Our church started a 21 Day Fast last Monday – everyone who chooses to participate is fasting one thing or another. For some it’s coffee, for some maybe soda, for some tv or internet – for some they are doing a Daniel Fast. Even blogging about it here: Christ’s Place Blog.  It’s inspiring to read. It makes me feel like a failure. I was gung ho about all of this. I couldn’t wait, I’ve been anticipating for 6+ months that something like this would be coming. It was to be something that R and I could do together. Monday – it was the last thing on my mind. Tuesday – I tried to start, I wasn’t thinking straight and it was a burden. Wednesday – I still was trying, but decided to fast only meat and sugar because I was struggling. It wasn’t just the temptation, being hungry – none of that. It was/is a heart thing. I don’t know – maybe I just blew it. But when speaking with Raymonn after going shopping to help us out with the fast he kept mentioning how the fast was changing my attitude.

I broke down and told him I had called my Grandad to leave him a voicemail, I had to hear him again – even if it was only three little words, “This is Jim.” I have a wonderful husband – I told him how hard I was trying to be into this. He was so amazing, telling me that if emotionally I wasn’t in a place to do a 21 day fast then maybe just the two of us can do a 10 day fast. Just something together – us two. We’re starting next Wednesday on my way home from Tucson. Supporting each other and drawing close to God. He is so wonderful.

I am so darn competitive – with myself – that I still feel like I’ve failed for some reason. I hate that feeling. I hate myself for feeling like I’ve failed too – because then it’s almost in a weird way like I’m blaming circumstances, like I’m blaming Grandad – and that is what I hate the most. It’s a lie. It’s all a lie from the enemy. It’s one of those times when I need to just state truth. That’s what I need to keep doing I guess, going back to the Word. Which is exactly what Grandad would have wanted.

I love Prayse – she is into this thing when we go to bed that she’ll say who she wants to see tomorrow. “I want to go see… Misty! Abbey! Grandad! Grandma! Aunt Chelsea! Uncle Matt! Grandma-Great! And then I can see Grandad-Great this time right?” She’s asked a couple of times. It brings me to tears. It brings me to tears because I know eventually, she’ll stop asking. She accepts my answers readily enough when I tell her that Grandad-Great went to live with Jesus. He loved her so much, but she’s only two. Someday she’ll stop asking. It’s up to me to make sure she sees the pictures, grows up with the stories. Sees the home videos.  But she’ll still be living through my memories, and not hers. It’s the way of life I know. Strange enough, I was younger than her when my other Grandad died – I don’t remember the day to day, but I do have snippets of times with him. Just a few and they’re more like pictures or memories of sensations in my mind, knowing I was with him.
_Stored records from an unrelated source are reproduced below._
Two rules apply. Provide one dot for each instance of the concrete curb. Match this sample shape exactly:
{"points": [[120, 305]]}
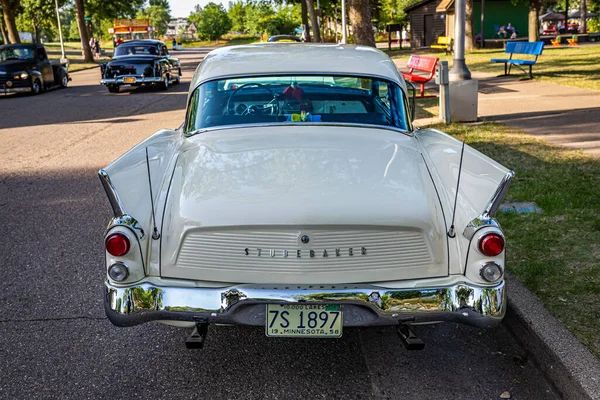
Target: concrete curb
{"points": [[573, 369]]}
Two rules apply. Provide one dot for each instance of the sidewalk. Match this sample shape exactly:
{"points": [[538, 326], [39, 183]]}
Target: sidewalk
{"points": [[560, 114]]}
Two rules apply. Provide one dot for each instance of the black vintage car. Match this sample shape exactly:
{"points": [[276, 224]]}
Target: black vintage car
{"points": [[26, 68], [140, 62]]}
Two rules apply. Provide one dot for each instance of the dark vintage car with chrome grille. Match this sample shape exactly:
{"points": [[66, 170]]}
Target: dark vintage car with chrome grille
{"points": [[298, 196], [140, 62], [25, 68]]}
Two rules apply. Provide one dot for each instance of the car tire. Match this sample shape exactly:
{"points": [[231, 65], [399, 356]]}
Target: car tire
{"points": [[64, 80], [36, 87]]}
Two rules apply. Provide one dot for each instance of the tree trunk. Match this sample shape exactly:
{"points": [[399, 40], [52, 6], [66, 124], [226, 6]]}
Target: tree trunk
{"points": [[310, 5], [305, 19], [534, 22], [359, 12], [36, 32], [3, 32], [583, 17], [566, 16], [85, 40], [9, 10], [469, 25]]}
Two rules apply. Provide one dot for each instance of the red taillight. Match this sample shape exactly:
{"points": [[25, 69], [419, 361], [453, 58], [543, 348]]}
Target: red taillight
{"points": [[491, 244], [117, 244]]}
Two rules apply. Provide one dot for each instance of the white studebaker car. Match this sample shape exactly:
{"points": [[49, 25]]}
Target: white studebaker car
{"points": [[298, 196]]}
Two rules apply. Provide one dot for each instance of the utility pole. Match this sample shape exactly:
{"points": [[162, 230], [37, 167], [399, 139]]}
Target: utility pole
{"points": [[62, 44], [344, 30], [459, 71]]}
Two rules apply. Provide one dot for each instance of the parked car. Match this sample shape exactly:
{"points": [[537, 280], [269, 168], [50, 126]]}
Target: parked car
{"points": [[307, 207], [140, 62], [284, 38], [25, 68]]}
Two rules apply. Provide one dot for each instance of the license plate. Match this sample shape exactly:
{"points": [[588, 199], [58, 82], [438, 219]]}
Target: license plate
{"points": [[304, 320]]}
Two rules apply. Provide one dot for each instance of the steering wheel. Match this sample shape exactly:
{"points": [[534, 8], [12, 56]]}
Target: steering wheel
{"points": [[253, 109]]}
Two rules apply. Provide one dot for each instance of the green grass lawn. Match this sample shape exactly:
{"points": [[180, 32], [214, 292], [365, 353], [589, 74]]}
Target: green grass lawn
{"points": [[571, 66], [556, 254]]}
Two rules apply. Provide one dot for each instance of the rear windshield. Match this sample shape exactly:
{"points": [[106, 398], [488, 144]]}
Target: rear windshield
{"points": [[141, 50], [16, 53], [297, 99]]}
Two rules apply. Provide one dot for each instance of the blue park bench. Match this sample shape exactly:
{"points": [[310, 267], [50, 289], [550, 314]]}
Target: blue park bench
{"points": [[529, 48]]}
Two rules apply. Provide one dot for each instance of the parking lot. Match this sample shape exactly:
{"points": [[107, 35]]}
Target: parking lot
{"points": [[55, 341]]}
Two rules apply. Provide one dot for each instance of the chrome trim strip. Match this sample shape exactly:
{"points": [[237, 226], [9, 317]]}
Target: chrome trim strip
{"points": [[479, 223], [318, 124], [486, 218], [482, 306], [139, 79], [17, 90], [399, 82], [127, 221], [111, 193], [494, 203]]}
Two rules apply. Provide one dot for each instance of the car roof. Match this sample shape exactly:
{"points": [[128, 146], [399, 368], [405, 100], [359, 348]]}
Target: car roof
{"points": [[295, 58], [21, 45], [283, 37], [142, 41]]}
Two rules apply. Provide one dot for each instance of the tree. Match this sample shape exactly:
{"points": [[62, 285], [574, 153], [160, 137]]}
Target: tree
{"points": [[9, 9], [359, 12], [310, 6], [38, 15], [2, 31], [214, 22], [237, 15], [583, 16], [83, 35], [534, 20], [160, 17]]}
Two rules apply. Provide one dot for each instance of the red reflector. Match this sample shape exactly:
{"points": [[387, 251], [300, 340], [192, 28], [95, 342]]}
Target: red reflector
{"points": [[117, 244], [491, 244]]}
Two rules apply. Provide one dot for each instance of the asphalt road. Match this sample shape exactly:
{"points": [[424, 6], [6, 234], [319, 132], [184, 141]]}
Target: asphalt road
{"points": [[55, 341]]}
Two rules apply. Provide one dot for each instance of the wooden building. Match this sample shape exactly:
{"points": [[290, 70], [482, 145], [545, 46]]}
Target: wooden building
{"points": [[432, 18], [426, 24]]}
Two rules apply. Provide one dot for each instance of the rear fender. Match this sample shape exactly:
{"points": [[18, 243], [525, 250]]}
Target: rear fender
{"points": [[126, 184], [483, 185]]}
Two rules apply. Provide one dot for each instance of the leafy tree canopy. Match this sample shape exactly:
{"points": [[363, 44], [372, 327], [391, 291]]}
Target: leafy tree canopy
{"points": [[213, 22]]}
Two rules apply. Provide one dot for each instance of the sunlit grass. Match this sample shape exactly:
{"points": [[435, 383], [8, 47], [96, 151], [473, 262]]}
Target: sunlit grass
{"points": [[571, 66], [556, 254]]}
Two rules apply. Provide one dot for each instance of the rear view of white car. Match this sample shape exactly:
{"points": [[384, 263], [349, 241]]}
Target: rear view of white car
{"points": [[298, 196]]}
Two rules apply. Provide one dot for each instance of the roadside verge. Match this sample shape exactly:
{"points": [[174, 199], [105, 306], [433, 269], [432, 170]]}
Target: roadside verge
{"points": [[564, 360]]}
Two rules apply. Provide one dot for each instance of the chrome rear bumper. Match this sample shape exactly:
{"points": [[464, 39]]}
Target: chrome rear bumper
{"points": [[6, 89], [120, 80], [363, 306]]}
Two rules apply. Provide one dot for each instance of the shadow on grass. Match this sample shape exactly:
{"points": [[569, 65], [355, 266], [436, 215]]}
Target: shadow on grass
{"points": [[555, 253]]}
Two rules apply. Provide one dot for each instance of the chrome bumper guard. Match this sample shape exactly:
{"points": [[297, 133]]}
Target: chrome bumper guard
{"points": [[16, 90], [363, 306], [120, 80]]}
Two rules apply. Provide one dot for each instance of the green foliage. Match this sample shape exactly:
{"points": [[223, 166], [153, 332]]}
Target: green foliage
{"points": [[392, 12], [160, 17], [264, 17], [237, 15], [213, 22]]}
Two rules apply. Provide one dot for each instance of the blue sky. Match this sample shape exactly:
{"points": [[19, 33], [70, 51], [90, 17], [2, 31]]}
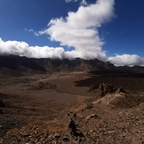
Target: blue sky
{"points": [[105, 29]]}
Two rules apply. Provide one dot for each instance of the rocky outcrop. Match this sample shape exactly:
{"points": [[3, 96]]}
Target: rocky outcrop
{"points": [[42, 86]]}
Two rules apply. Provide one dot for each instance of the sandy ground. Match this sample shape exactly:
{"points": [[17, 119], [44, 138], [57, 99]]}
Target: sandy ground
{"points": [[44, 97]]}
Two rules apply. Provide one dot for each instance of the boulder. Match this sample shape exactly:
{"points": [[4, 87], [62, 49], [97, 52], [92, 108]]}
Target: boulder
{"points": [[106, 88]]}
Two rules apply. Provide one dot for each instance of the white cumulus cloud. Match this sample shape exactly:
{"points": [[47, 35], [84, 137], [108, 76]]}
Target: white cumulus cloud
{"points": [[80, 29], [127, 59], [23, 49]]}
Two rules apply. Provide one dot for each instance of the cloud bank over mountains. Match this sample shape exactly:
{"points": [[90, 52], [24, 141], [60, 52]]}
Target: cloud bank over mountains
{"points": [[78, 30]]}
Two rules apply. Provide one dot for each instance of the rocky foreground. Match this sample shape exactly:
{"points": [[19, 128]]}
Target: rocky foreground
{"points": [[117, 117]]}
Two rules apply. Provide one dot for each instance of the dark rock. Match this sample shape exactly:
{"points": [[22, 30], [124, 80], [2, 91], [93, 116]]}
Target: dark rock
{"points": [[1, 103], [106, 88]]}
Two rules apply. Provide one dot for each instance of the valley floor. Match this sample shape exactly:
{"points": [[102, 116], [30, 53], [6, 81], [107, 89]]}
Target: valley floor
{"points": [[40, 109]]}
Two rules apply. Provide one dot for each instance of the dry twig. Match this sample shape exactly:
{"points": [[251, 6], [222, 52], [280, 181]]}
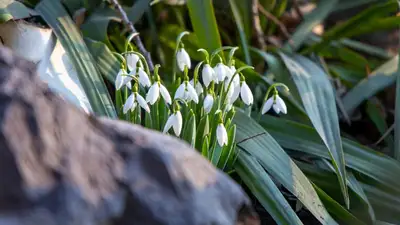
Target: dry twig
{"points": [[131, 28]]}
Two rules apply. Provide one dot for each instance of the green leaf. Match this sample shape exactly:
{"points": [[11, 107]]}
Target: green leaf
{"points": [[375, 113], [377, 81], [13, 10], [228, 155], [347, 28], [319, 102], [189, 132], [242, 33], [107, 63], [265, 190], [397, 113], [57, 17], [277, 163], [336, 209], [204, 23], [96, 25], [299, 137], [315, 18]]}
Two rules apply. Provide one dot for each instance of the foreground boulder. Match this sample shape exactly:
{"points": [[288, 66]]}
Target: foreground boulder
{"points": [[60, 166]]}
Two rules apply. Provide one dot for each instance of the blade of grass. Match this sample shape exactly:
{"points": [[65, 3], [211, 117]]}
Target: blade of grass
{"points": [[265, 190], [397, 113], [277, 163], [319, 102], [242, 33], [316, 17], [57, 17], [204, 23]]}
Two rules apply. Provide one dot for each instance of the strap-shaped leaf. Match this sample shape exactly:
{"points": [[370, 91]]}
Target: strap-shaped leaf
{"points": [[319, 102]]}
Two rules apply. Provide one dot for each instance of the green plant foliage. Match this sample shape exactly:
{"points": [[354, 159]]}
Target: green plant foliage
{"points": [[64, 28], [314, 151]]}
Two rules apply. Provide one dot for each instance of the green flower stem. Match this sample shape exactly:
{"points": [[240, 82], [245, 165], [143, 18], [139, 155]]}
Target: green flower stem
{"points": [[141, 58]]}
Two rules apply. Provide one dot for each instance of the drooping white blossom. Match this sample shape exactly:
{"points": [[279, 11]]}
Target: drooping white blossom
{"points": [[208, 75], [131, 61], [174, 121], [186, 92], [183, 59], [277, 104], [122, 80], [208, 103], [222, 136]]}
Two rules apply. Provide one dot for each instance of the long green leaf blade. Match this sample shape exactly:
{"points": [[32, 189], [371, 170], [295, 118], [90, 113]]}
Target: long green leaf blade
{"points": [[277, 163], [242, 33], [57, 17], [397, 114], [381, 78], [204, 23], [300, 137], [319, 102], [265, 190], [313, 19]]}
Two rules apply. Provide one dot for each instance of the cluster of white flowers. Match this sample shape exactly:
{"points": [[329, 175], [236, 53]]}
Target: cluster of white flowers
{"points": [[220, 88]]}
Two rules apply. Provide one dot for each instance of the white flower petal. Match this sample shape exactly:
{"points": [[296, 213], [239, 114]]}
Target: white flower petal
{"points": [[281, 104], [177, 126], [131, 61], [165, 94], [129, 103], [222, 136], [170, 122], [208, 103], [144, 79], [199, 88], [207, 74], [235, 94], [119, 79], [245, 94], [220, 72], [179, 93], [133, 107], [142, 103], [153, 94], [183, 59], [267, 105], [192, 92], [276, 108]]}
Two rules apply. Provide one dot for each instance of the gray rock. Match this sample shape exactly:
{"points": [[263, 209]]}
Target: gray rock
{"points": [[60, 166]]}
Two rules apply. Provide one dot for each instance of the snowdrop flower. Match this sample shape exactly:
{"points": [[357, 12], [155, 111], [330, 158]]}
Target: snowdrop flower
{"points": [[276, 103], [186, 92], [131, 61], [122, 80], [221, 71], [245, 94], [208, 75], [222, 136], [144, 79], [183, 59], [154, 93], [132, 101], [208, 103], [236, 79], [174, 121], [198, 87]]}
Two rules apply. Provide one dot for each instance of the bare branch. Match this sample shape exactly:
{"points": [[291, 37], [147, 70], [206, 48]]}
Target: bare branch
{"points": [[131, 28]]}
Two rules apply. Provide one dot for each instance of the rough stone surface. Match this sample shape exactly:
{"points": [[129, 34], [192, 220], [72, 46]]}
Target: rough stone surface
{"points": [[60, 166]]}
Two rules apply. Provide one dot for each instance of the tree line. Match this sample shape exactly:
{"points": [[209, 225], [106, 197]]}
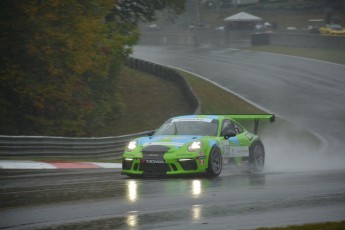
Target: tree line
{"points": [[60, 60]]}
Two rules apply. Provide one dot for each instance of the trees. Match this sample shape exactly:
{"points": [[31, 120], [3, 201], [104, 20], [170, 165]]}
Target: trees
{"points": [[59, 62]]}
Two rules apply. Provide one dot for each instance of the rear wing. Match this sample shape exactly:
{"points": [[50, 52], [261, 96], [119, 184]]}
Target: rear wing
{"points": [[255, 117]]}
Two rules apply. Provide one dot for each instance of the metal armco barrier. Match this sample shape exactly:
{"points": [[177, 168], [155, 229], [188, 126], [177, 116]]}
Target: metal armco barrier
{"points": [[12, 147]]}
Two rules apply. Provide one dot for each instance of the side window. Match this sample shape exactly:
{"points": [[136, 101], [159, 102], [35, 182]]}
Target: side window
{"points": [[227, 125]]}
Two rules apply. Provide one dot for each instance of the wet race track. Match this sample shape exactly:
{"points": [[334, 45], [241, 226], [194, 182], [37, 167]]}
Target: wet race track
{"points": [[303, 182]]}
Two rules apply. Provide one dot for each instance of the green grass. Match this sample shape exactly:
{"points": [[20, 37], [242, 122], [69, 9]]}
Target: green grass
{"points": [[330, 55], [318, 226]]}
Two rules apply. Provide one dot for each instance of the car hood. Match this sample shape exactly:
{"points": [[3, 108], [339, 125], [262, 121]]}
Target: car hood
{"points": [[171, 141]]}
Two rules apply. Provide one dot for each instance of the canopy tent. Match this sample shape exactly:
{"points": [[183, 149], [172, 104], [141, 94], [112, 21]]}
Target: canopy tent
{"points": [[243, 17]]}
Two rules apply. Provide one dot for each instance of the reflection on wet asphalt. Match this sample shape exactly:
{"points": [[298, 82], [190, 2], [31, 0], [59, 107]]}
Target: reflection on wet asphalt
{"points": [[103, 199]]}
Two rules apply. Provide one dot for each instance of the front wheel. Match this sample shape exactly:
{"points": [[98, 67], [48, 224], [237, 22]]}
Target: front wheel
{"points": [[257, 157], [215, 163]]}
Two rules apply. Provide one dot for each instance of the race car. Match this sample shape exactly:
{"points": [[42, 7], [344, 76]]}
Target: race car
{"points": [[196, 144], [332, 29]]}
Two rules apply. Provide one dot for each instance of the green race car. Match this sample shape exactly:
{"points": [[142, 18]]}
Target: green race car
{"points": [[196, 144]]}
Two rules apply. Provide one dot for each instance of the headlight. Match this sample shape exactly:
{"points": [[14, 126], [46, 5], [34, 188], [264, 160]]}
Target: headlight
{"points": [[132, 145], [194, 146]]}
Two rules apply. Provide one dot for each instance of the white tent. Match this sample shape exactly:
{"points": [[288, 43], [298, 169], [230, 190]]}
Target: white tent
{"points": [[242, 17]]}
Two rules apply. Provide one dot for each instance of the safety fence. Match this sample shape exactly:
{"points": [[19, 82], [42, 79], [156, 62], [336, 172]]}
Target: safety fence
{"points": [[43, 147]]}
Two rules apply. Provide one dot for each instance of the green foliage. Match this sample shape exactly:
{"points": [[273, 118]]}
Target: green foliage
{"points": [[59, 63]]}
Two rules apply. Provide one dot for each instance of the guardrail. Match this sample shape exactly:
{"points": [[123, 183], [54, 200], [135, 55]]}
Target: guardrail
{"points": [[21, 147], [12, 147]]}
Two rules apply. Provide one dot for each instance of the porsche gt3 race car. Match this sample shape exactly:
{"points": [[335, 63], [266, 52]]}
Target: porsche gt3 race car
{"points": [[196, 144]]}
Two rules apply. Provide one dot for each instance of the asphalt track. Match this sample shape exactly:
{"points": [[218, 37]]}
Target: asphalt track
{"points": [[303, 182]]}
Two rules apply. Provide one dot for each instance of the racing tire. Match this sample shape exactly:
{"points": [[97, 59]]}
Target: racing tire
{"points": [[215, 163], [256, 157]]}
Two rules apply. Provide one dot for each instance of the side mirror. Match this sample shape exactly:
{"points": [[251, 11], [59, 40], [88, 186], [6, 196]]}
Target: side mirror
{"points": [[229, 133]]}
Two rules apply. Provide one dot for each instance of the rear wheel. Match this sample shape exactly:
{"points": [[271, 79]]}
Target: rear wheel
{"points": [[257, 157], [215, 163]]}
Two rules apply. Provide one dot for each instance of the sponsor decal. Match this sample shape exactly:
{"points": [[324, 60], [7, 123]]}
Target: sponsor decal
{"points": [[154, 161]]}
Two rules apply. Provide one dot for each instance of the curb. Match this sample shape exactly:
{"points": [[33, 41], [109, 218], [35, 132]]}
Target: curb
{"points": [[13, 164]]}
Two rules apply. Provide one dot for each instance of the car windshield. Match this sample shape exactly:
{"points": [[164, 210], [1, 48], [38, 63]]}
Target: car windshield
{"points": [[202, 127]]}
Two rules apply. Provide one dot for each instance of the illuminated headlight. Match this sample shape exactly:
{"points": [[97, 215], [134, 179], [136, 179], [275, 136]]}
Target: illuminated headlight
{"points": [[194, 146], [132, 145]]}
I hope it’s the same for my babe.

Oh my, I could keep going on. Keep doing a brain dump, but life is calling. and Prayse has decided that she wants to sit with me and not on her own chair so I’m limited on personal space to keep typing :) I love that she wants me close. My little cuddlebug.

  1. You’ve got your point through better than I at any time might, bless you!

  2. Hi! Just came across your blog and wanted to let you know about my blog, Those Who Hunger, which provides recipes and devotionals for people doing the Daniel Fast. Perhaps it will encourage you. I pray that the Lord will richly bless you as you seek Him during your fast.

    http://www.thosewhohunger.blogspot.com

    “Blessed are those who hunger and thirst for righteousness, for they will be filled.” – Matthew 5:6

  3. Don’t feel like you’re a failure, 10 days of fasting is still a fast.

    Part of the reason I love to blog is to “dump my brain out” and focus on the important things in life.

    : )

  4. Hi Tiffany,

    I am so glad I was able to stop by your site today, you are always an inspiration to me with your faith and even through your struggles…I haven’t been able to stop by in a long time but I just wanted to let you know I am praying for you and your wonderful family!

  5. I think you are great! I am horrible at fasting – or sticking with anything for any period of time at all.